3 Ways to Incorporate a Theme (Without Being Cheesy)

By Natalie Dupuis, October 9, 2015

One of the first steps to developing a marketing plan for an event is decide on some sort of theme. Ideally stemming from the content of the event, it could be a theme based on color, an image, or more often than not, a phrase. The one thing that will, in theory, tie every aspect of the event together. At Catalyst Atlanta, that theme is “Awaken the Wonder.” What has the potential to be a broad brushstroke speaking to creativity and big-picture-thinking, has been flushed out by the Catalyst team to apply to every piece of the event, whether the attendee recognizes it or not. Here are three ways Catalyst is incorporating their theme this year beyond the décor and hashtag:

1) Start with the staff.

If you’re choosing them like Catalyst did about “wonder” or another theme that encourages creativity or dreaming, your own team should be fostering that environment leading up to the event. Catalyst Marketing Director Lindsay Van Zyl said that the “Awaken the Wonder” theme gave her team the freedom to dream big in the process of marketing this year’s series of events.

2) Use speaker content.

Present the theme to your keynote speakers far enough in advance of the event for them to plan a presentation that speaks from some angle of the theme.

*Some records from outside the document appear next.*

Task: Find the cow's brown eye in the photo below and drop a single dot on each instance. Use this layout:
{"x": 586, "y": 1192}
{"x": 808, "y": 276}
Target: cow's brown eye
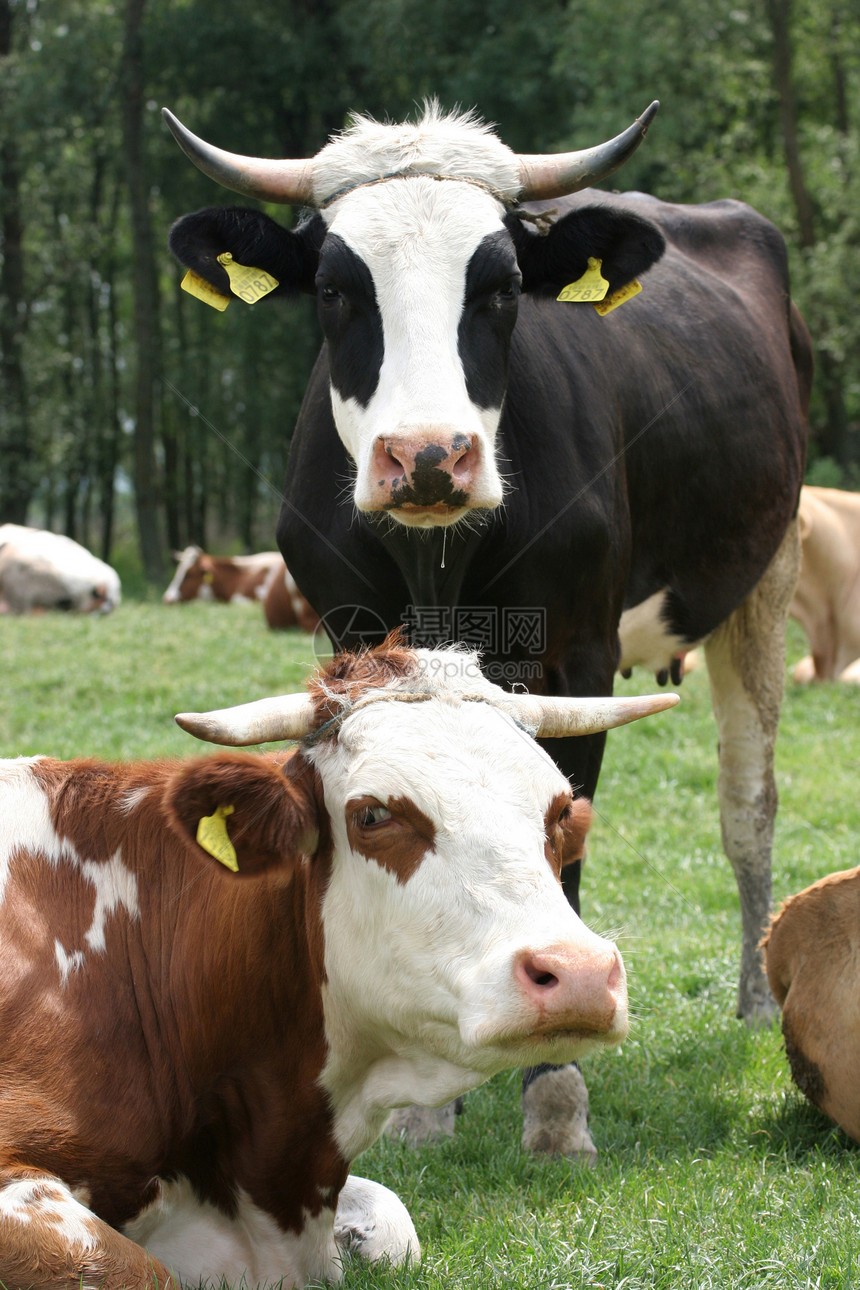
{"x": 370, "y": 815}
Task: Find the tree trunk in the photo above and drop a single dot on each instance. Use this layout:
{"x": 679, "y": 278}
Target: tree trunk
{"x": 146, "y": 297}
{"x": 834, "y": 437}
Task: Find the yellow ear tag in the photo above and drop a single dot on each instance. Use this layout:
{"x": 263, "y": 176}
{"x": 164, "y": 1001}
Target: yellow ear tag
{"x": 620, "y": 297}
{"x": 249, "y": 284}
{"x": 591, "y": 287}
{"x": 196, "y": 285}
{"x": 212, "y": 835}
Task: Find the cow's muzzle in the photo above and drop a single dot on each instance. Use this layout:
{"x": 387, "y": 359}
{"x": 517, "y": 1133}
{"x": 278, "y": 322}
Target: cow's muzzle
{"x": 426, "y": 472}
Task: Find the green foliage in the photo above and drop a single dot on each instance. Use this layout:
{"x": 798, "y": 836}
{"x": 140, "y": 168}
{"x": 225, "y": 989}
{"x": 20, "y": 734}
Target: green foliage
{"x": 713, "y": 1170}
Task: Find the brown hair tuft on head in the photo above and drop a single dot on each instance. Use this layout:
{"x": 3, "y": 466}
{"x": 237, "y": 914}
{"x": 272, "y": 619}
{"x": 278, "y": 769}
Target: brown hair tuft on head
{"x": 350, "y": 675}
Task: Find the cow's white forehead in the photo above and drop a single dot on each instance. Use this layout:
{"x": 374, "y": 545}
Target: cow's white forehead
{"x": 442, "y": 752}
{"x": 413, "y": 226}
{"x": 455, "y": 145}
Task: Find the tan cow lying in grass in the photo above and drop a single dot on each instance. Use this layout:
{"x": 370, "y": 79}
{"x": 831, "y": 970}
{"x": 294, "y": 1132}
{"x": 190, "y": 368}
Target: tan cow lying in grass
{"x": 812, "y": 962}
{"x": 827, "y": 600}
{"x": 195, "y": 1051}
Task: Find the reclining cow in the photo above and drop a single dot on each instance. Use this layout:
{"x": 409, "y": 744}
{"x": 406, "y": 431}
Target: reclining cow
{"x": 567, "y": 490}
{"x": 231, "y": 579}
{"x": 827, "y": 599}
{"x": 194, "y": 1051}
{"x": 812, "y": 959}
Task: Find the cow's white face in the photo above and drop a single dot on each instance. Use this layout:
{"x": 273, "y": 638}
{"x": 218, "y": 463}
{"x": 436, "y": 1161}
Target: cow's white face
{"x": 450, "y": 948}
{"x": 418, "y": 288}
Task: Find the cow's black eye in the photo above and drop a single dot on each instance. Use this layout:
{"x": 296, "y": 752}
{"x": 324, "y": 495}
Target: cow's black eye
{"x": 506, "y": 294}
{"x": 370, "y": 815}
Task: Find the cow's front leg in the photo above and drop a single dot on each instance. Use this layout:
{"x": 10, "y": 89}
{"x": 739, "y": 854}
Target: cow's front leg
{"x": 371, "y": 1223}
{"x": 49, "y": 1240}
{"x": 747, "y": 666}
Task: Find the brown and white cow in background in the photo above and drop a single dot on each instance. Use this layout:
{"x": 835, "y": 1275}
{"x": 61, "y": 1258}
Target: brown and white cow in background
{"x": 827, "y": 600}
{"x": 284, "y": 605}
{"x": 195, "y": 1051}
{"x": 226, "y": 578}
{"x": 812, "y": 961}
{"x": 47, "y": 570}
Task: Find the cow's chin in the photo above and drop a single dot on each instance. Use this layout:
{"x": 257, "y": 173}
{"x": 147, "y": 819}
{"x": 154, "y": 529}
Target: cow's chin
{"x": 439, "y": 516}
{"x": 512, "y": 1049}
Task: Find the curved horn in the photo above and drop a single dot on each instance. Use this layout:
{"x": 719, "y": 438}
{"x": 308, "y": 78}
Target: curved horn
{"x": 561, "y": 717}
{"x": 556, "y": 176}
{"x": 267, "y": 720}
{"x": 286, "y": 182}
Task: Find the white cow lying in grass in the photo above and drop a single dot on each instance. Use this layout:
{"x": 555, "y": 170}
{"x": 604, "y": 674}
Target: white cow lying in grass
{"x": 218, "y": 977}
{"x": 48, "y": 570}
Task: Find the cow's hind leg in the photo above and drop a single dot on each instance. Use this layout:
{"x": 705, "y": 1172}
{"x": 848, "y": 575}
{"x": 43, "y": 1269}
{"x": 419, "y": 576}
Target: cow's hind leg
{"x": 371, "y": 1223}
{"x": 747, "y": 666}
{"x": 49, "y": 1240}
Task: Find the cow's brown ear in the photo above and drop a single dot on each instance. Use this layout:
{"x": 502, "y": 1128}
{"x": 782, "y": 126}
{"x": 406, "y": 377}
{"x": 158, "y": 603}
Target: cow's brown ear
{"x": 245, "y": 812}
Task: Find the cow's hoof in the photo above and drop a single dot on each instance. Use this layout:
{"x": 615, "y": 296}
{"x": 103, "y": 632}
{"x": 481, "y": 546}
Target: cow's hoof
{"x": 418, "y": 1126}
{"x": 555, "y": 1116}
{"x": 371, "y": 1223}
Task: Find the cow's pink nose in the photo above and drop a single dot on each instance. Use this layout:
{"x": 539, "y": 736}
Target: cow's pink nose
{"x": 573, "y": 988}
{"x": 424, "y": 467}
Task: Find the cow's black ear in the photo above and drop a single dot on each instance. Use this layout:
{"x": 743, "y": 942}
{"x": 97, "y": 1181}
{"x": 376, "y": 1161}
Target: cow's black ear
{"x": 625, "y": 244}
{"x": 252, "y": 239}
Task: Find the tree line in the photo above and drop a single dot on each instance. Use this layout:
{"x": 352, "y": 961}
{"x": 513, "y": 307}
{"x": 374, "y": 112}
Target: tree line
{"x": 123, "y": 396}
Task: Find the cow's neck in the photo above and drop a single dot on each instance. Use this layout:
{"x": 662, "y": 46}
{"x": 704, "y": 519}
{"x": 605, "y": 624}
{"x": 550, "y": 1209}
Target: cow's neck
{"x": 366, "y": 1079}
{"x": 433, "y": 563}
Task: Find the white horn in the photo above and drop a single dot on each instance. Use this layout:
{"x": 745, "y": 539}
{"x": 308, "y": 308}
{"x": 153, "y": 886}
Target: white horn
{"x": 556, "y": 719}
{"x": 264, "y": 721}
{"x": 286, "y": 182}
{"x": 562, "y": 173}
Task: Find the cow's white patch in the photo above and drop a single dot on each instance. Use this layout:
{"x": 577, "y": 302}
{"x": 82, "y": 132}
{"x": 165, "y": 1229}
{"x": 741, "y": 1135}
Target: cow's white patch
{"x": 417, "y": 238}
{"x": 27, "y": 828}
{"x": 67, "y": 964}
{"x": 199, "y": 1241}
{"x": 115, "y": 885}
{"x": 132, "y": 799}
{"x": 645, "y": 637}
{"x": 50, "y": 1204}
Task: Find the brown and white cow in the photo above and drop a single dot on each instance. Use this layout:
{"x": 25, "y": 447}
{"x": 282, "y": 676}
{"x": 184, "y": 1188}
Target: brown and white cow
{"x": 231, "y": 579}
{"x": 827, "y": 600}
{"x": 284, "y": 605}
{"x": 812, "y": 961}
{"x": 194, "y": 1051}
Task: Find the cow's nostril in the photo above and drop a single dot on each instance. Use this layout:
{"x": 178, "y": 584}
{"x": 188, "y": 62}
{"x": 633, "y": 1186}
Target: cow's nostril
{"x": 544, "y": 979}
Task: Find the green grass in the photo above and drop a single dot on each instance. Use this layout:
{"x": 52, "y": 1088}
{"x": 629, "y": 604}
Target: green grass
{"x": 713, "y": 1170}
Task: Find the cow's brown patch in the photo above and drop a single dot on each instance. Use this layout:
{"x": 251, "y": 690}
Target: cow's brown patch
{"x": 566, "y": 823}
{"x": 400, "y": 843}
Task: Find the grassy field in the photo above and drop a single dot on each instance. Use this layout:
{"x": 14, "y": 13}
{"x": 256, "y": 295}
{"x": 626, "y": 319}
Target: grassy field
{"x": 713, "y": 1170}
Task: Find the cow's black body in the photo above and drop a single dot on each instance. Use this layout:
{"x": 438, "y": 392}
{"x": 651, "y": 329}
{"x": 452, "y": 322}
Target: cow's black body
{"x": 662, "y": 445}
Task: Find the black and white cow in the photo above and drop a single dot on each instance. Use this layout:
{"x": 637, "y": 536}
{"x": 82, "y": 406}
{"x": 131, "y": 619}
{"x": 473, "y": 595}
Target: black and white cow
{"x": 633, "y": 476}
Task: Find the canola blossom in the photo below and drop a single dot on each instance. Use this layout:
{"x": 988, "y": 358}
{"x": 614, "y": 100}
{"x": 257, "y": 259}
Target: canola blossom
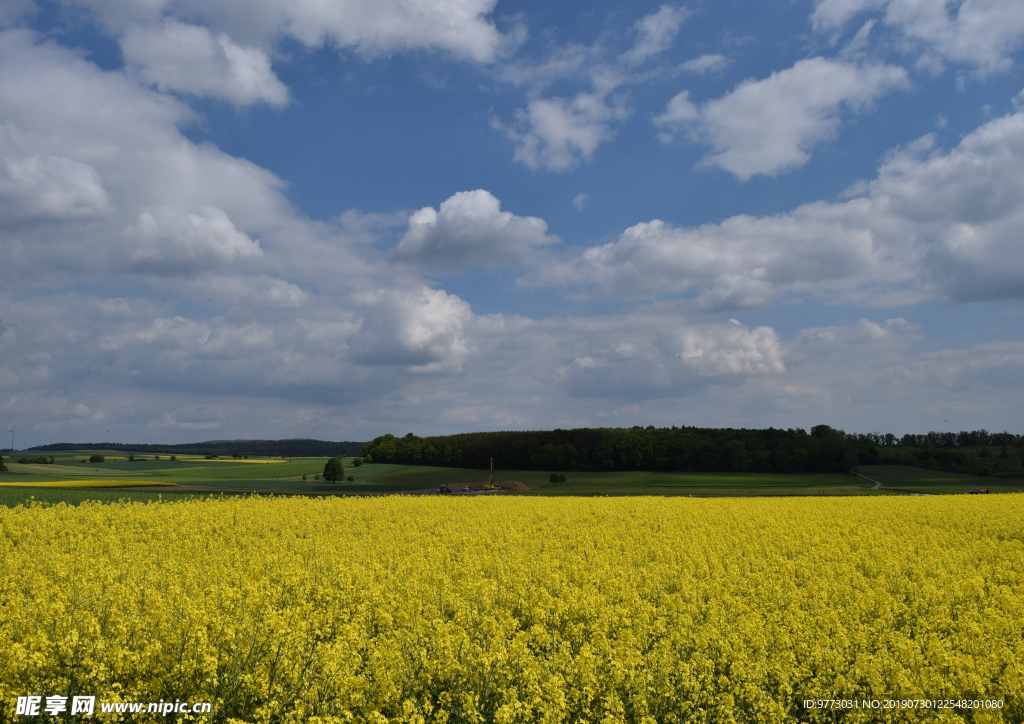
{"x": 517, "y": 609}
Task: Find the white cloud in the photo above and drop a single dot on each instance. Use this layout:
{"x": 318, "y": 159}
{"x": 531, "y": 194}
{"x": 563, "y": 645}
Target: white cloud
{"x": 369, "y": 27}
{"x": 933, "y": 223}
{"x": 166, "y": 241}
{"x": 655, "y": 33}
{"x": 189, "y": 58}
{"x": 658, "y": 353}
{"x": 706, "y": 64}
{"x": 46, "y": 188}
{"x": 421, "y": 329}
{"x": 981, "y": 33}
{"x": 557, "y": 134}
{"x": 470, "y": 229}
{"x": 770, "y": 126}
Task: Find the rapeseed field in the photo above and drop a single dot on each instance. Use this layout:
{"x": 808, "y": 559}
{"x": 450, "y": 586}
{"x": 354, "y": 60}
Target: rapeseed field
{"x": 430, "y": 609}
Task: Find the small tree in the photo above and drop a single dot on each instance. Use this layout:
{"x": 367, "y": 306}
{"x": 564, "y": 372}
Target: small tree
{"x": 334, "y": 470}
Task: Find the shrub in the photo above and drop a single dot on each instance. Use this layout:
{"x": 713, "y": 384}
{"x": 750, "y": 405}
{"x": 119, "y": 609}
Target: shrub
{"x": 334, "y": 470}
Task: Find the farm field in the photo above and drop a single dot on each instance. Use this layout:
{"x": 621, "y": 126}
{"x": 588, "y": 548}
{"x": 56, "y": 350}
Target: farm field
{"x": 278, "y": 475}
{"x": 519, "y": 608}
{"x": 903, "y": 477}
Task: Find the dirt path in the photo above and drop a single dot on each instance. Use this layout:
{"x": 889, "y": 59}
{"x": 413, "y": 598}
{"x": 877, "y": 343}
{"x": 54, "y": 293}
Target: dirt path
{"x": 285, "y": 492}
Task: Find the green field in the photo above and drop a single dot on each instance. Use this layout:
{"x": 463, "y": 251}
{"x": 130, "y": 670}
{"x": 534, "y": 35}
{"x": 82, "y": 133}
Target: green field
{"x": 196, "y": 476}
{"x": 905, "y": 478}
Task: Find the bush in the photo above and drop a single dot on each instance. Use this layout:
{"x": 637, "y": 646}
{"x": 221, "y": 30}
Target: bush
{"x": 334, "y": 470}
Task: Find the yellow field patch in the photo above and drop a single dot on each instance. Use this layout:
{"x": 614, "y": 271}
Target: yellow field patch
{"x": 89, "y": 483}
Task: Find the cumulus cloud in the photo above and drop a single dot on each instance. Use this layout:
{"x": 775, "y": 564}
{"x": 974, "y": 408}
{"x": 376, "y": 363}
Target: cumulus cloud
{"x": 659, "y": 353}
{"x": 470, "y": 229}
{"x": 933, "y": 222}
{"x": 48, "y": 188}
{"x": 369, "y": 27}
{"x": 709, "y": 62}
{"x": 770, "y": 126}
{"x": 167, "y": 241}
{"x": 421, "y": 329}
{"x": 186, "y": 58}
{"x": 983, "y": 34}
{"x": 558, "y": 134}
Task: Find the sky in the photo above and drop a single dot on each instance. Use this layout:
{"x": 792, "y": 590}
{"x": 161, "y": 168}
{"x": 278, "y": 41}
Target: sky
{"x": 225, "y": 219}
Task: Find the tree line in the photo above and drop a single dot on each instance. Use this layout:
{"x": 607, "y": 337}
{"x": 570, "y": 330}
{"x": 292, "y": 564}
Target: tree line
{"x": 706, "y": 450}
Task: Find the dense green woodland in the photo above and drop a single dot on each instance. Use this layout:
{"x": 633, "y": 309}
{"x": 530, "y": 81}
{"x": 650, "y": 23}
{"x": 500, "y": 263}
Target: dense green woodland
{"x": 706, "y": 450}
{"x": 292, "y": 449}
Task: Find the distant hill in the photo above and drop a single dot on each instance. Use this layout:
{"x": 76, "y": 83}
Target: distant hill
{"x": 295, "y": 448}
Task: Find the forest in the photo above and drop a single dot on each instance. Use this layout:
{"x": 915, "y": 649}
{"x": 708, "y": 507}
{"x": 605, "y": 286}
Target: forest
{"x": 706, "y": 450}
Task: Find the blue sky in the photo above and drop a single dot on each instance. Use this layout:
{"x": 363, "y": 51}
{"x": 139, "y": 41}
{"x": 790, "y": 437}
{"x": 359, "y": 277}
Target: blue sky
{"x": 340, "y": 218}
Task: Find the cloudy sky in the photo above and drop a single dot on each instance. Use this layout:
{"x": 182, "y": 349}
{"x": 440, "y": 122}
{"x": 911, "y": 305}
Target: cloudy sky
{"x": 339, "y": 218}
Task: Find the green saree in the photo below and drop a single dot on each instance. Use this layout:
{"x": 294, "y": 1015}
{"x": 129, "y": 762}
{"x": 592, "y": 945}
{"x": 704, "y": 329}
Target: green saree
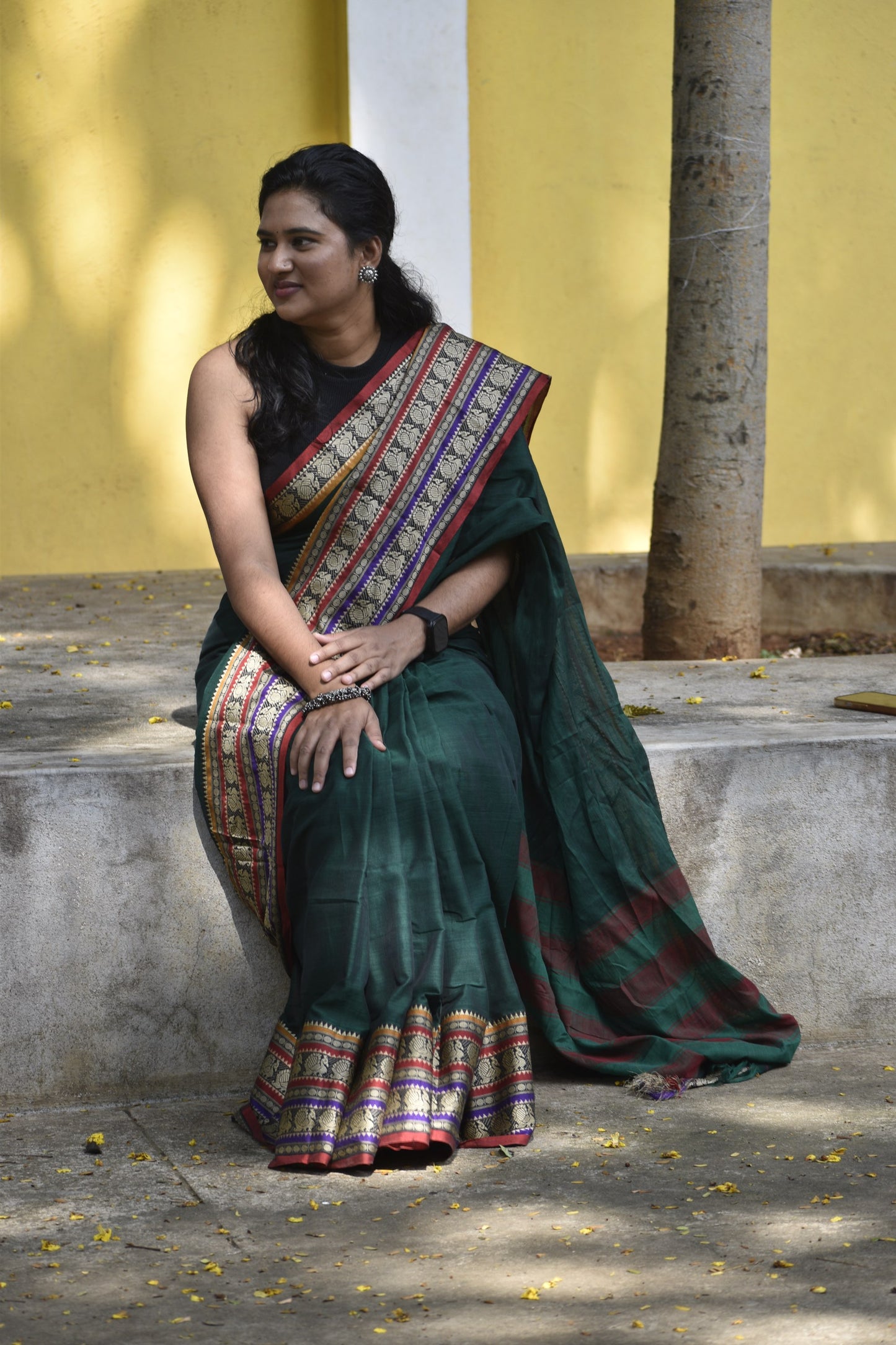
{"x": 505, "y": 856}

At Catalyst, speakers like Erwin McManus spoke to the wonder of the creativity of God, while rapper and pastor Trip Lee spoke to the wonder of music. Ideally, you foster relationships with your speakers so that you can work alongside them to develop the best way to incorporate the theme into their presentation naturally and seamlessly, without asking them to speak to something outside their sphere of influence.

3) Engage all five senses.

One of the standout elements of Catalyst as a whole is the way their live events appeal to all learning styles. To tie this into their theme this year, they had strategically-placed Wonderpods throughout the venue. For those who need a tactical way to process the things they’re learning from the speakers, these pods gave them the space to do that. Legos to play with, stickers and coloring pages to enjoy, and boxes that force them to shift their perspective are just a few of the ways that people could engage different senses.